In conclusion, I totally agree with this idea because young drivers should increase their experience, and it has major benefits for humans and our environment.
The essay is logically organized and the progression of ideas is clear. However, there are some issues with the use of cohesive devices and the overall cohesion of the essay. The essay follows a logical structure, but the use of cohesive devices is sometimes inaccurate or missing, making the argument less clear. Additionally, there are some issues with coherence, as the connection between ideas is not always clear. More effective use of cohesive devices and clearer connections between ideas would improve the overall coherence of the essay.
Suggestions
- Use a variety of cohesive devices to ensure smooth transition between ideas.
- Make sure that the use of cohesive devices is consistent and appropriate.
The essay uses a range of vocabulary and there is evidence of less common and idiomatic language. However, there are some inaccuracies in word choice and collocation. The essay demonstrates a good command of a range of vocabulary, with some less common and idiomatic language. However, there are a few instances of awkward or incorrect word choices, which can detract from the overall clarity and effectiveness of the essay. More precise and varied vocabulary would enhance the essay’s overall quality.
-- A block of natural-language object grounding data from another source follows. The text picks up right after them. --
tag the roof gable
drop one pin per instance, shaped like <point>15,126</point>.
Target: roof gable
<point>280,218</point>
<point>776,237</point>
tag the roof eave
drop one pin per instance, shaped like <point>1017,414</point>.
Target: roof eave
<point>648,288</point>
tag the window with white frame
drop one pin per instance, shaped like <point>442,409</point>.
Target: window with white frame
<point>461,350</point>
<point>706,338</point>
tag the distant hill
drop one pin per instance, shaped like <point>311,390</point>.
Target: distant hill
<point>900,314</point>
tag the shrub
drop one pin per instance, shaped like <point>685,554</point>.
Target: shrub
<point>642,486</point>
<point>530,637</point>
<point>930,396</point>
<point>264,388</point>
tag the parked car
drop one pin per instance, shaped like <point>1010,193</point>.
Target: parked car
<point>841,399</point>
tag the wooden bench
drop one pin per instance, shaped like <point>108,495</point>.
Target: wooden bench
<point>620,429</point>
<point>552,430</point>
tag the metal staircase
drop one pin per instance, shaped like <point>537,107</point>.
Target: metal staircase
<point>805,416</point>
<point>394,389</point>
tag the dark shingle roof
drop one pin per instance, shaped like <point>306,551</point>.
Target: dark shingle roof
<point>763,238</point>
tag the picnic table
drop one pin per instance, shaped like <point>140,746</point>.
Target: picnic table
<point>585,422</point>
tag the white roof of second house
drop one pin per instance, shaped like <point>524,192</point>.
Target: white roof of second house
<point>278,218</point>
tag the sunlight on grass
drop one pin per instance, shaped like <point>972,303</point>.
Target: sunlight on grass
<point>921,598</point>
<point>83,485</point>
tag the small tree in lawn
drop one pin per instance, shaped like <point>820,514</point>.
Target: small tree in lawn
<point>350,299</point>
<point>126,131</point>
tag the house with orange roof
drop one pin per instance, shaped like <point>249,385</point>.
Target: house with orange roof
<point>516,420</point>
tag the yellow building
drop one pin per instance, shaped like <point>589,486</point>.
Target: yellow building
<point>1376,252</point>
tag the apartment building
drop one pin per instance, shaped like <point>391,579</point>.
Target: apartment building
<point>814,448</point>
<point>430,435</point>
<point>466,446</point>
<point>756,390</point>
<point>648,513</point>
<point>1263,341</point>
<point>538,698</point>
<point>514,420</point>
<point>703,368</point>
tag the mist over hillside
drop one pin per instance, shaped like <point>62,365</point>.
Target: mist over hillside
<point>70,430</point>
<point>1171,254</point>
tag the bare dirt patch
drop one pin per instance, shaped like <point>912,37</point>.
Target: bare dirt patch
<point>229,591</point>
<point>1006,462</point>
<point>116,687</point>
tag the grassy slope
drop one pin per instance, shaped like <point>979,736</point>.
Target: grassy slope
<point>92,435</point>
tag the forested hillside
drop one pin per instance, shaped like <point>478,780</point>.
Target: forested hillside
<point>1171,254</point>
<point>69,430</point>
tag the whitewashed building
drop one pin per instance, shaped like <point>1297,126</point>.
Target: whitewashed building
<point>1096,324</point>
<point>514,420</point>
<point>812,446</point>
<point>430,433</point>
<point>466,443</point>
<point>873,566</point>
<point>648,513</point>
The essay uses a mix of simple and complex sentence forms and there are some error-free sentences. However, there are some grammatical errors and awkward constructions that can hinder overall understanding. The essay uses a variety of sentence structures, and the majority of sentences are free from grammatical errors. However, there are a few instances of awkward or incorrect sentence constructions, which can detract from the overall clarity and effectiveness of the essay. More focus on grammatical accuracy and the refinement of complex sentence structures would enhance the overall quality of the essay.
The essay addresses the task and presents a clear position throughout the response. However, the argument could be more fully developed and supported with specific examples. The essay clearly addresses the prompt by discussing the benefits of raising the minimum legal age for driving. The writer presents a clear position and supports it with relevant examples. However, the argument could be further developed to provide a more comprehensive analysis of the topic. The conclusion effectively summarizes the main points but could be more comprehensive.
Suggestions
- Include more specific examples to support your arguments.
- Provide a more comprehensive analysis of the topic.